Ready to make peace with moose and bear, Hans and Max climbed into Jacob's fire engine red Jeep pickup and set off for the North Maine Woods, leaving me, alone, at home. I wasn't sure what to do first. I honestly could not remember the last time I was home alone for 2 full days. Now, the only question was, what should I do with all of my free time? Without a thought, I pulled the sheets off both beds and dropped the load into the washer. At least the entire weekend won't seem wasted if I change the sheets.
With my household chores completed, I sat down at the kitchen island and started to make a list.
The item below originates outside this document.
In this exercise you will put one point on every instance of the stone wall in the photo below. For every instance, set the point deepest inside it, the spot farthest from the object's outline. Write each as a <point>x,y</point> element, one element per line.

First item – drinks with friends. I sent a text and within minutes I had plans to meet a group of ladies at Ferns for drinks at 5pm. Check.
Weeding, mowing, post office, walk dogs, yoga, update my website, sweep the porch, buy a couple of plants—not a very exciting list, but these are all things that I needed to get done at some point. I added "watch a movie" and "work on a craft," but those were the only things I was SURE I would do over the weekend. If we were not in the middle of a pandemic, I might have planned to visit my family or drop in at my brother's house on the Cape, but those things required too much forethought to bother. I could drive to New Jersey to see Abby, but then I'd have to get another COVID test or quarantine for 14 days, so I decided to wait for her to visit us.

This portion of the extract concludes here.